In 1918, physician William Keen, who had served as a Union army surgeon during the Civil War, reflected on the surgical conditions he and his fellow military doctors faced in the early 1860s. “We operated in old blood-stained and often pus-stained coats, the veterans of a hundred fights. We operated with clean hands in the social sense, but they were un-disinfected hands.” Still worse, he concluded, “We used undisinfected instruments from undisinfected plush-lined cases…. If … an instrument fell on the floor it was washed … in a basin of tap water and used as if it were clean.”

While the conditions that Keen and other surgeons operated in—and the practices that many of them employed—were unsanitary, the tools, some of them shown below, they used were crafted with care and often innovative.

Surgeons used this amputation knife to cut flaps through the muscle of an injured limb—both to expose the bone prior to sawing it off and to use to form the stump after amputation.

The hook-like tip of the tenaculum helped pull back tissue so that the surgeon could better observe what he was cutting with a scalpel

Galt’s trephine, a conical device with a saw-toothed cutting edge at one end, was used to bore a hole into a patient’s skull to treat a depressed fracture—both to aid in the removal of shattered fragments of bone and to release pressure.

The rigid reinforcement bar on this metacarpal saw—used to provide stability when cutting through the small bones of a hand—could be lifted out of the way (as shown) when deep incisions were required.

The flexible blade of this chain saw was employed when a surgeon wanted to extract a section of bone rather than amputate a limb. It minimized damage to the overlying muscle tissue when cutting through bone. The surgeon operated the device by holding both handles and pulling the saw back and forth across a section of bone.
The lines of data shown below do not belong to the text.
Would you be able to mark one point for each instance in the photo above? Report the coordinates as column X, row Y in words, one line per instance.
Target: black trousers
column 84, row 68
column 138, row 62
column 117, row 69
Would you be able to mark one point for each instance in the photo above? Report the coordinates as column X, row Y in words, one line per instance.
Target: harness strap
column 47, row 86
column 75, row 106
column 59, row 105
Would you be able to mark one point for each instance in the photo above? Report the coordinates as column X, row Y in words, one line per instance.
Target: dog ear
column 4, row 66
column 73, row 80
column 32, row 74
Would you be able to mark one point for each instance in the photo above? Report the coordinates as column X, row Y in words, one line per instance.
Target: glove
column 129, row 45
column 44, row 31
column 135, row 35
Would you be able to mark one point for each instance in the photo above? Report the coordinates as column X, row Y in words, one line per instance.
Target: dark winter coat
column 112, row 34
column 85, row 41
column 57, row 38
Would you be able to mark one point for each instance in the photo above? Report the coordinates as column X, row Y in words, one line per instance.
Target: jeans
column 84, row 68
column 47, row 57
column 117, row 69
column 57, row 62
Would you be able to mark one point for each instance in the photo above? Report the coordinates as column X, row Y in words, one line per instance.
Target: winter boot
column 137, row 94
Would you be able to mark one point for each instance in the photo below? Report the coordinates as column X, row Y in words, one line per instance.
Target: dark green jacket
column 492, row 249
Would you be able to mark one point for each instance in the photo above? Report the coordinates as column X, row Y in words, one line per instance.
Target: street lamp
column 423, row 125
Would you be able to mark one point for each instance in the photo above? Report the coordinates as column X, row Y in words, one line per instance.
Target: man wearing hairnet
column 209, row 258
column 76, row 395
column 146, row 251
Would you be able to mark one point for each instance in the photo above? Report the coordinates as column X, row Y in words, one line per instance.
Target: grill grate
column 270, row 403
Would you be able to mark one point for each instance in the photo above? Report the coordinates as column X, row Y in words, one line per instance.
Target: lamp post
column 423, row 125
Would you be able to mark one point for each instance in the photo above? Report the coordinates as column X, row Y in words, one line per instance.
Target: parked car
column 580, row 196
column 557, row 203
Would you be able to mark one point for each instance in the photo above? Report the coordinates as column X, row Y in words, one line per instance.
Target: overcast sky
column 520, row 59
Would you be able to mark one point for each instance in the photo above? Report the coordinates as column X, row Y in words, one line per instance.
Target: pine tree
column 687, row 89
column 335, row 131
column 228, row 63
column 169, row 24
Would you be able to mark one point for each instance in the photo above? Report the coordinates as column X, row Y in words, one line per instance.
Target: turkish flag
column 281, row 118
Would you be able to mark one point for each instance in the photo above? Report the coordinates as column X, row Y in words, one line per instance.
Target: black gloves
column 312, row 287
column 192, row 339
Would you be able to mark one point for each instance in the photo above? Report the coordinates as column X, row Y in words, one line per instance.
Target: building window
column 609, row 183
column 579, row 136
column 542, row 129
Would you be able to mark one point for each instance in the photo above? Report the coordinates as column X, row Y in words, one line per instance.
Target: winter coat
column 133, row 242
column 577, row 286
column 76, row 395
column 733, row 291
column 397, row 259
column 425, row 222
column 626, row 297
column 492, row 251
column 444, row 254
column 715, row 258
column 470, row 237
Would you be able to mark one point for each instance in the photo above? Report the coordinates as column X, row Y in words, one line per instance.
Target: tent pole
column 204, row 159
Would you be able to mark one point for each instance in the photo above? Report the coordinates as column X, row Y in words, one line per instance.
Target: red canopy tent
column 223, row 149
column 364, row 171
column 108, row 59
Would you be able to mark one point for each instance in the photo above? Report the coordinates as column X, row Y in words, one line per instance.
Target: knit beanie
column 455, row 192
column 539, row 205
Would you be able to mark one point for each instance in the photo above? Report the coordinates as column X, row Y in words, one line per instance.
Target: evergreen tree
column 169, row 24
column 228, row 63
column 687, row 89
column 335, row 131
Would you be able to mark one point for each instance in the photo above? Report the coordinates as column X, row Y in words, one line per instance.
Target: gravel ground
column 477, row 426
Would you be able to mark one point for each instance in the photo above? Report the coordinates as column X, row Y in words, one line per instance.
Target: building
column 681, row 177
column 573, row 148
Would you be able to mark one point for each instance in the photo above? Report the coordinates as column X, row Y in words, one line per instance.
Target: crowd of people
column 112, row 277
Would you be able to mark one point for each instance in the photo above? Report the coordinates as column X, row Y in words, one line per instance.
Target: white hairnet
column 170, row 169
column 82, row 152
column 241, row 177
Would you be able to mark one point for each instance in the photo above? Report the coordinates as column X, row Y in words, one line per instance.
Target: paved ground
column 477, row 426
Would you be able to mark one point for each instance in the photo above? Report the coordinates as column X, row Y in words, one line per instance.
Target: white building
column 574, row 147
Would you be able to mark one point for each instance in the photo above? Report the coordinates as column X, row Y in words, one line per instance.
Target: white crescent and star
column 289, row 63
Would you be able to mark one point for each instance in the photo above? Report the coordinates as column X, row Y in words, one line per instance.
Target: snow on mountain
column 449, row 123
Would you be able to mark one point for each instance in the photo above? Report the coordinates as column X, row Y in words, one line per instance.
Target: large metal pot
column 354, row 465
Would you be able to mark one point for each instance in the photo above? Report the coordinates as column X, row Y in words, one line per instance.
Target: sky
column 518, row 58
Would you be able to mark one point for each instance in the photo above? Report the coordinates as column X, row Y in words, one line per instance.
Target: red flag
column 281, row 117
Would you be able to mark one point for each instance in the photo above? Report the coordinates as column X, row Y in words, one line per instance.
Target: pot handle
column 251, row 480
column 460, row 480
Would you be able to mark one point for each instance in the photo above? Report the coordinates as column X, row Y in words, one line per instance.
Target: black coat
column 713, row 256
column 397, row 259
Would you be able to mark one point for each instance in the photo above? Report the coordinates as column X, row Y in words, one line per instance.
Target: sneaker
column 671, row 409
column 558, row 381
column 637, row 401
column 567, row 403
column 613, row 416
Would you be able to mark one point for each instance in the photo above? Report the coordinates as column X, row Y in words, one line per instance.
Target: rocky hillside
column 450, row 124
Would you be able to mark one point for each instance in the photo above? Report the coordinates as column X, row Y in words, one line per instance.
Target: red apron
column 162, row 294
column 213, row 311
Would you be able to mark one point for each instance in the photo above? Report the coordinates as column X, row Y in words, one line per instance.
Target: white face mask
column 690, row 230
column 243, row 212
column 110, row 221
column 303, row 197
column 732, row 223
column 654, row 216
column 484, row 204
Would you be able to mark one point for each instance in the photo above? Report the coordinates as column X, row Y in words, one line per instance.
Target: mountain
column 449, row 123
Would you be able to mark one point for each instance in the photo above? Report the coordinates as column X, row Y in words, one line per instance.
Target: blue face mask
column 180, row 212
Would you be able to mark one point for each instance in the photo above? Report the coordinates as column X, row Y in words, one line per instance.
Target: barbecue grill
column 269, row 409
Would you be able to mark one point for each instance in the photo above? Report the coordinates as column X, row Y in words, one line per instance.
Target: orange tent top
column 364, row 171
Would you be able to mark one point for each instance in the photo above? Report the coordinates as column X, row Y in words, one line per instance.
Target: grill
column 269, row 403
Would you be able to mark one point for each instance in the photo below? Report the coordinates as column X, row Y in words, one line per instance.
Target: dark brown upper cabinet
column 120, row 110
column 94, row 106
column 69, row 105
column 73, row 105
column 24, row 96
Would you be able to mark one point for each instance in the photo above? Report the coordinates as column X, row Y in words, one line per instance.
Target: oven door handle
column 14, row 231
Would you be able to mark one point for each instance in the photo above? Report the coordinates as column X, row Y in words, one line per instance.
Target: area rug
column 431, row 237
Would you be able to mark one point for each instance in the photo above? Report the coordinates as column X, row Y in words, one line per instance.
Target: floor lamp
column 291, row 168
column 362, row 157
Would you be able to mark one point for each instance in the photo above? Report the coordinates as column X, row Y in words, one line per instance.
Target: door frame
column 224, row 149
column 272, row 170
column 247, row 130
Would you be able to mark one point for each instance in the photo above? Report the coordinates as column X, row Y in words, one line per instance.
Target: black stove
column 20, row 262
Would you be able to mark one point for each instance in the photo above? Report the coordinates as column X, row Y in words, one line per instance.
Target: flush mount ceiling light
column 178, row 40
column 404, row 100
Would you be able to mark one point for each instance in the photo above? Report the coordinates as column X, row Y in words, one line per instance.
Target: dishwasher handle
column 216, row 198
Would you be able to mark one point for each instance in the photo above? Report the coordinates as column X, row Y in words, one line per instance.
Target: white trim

Hey’s saw, with one rounded and one straight edge, was used to cut into a patient’s skull.

A Petit screw tourniquet—named after the French surgeon Jean Louis Petit who designed it in the early 18th century—was used to prevent a patient from hemorrhaging during amputation. Its strap was buckled around the limb above the wound and tightened by twisting the screw.

These long forceps—known as bullet forceps—were used to extract bullets and other fragments from soldiers who had suffered penetrating gunshot wounds.

The handle of this capital saw—used to cut through long bones in order to amputate a limb—appears to be based on the pattern specified by Richard Satterlee, medical purveyor of the U.S. Army during the Civil War.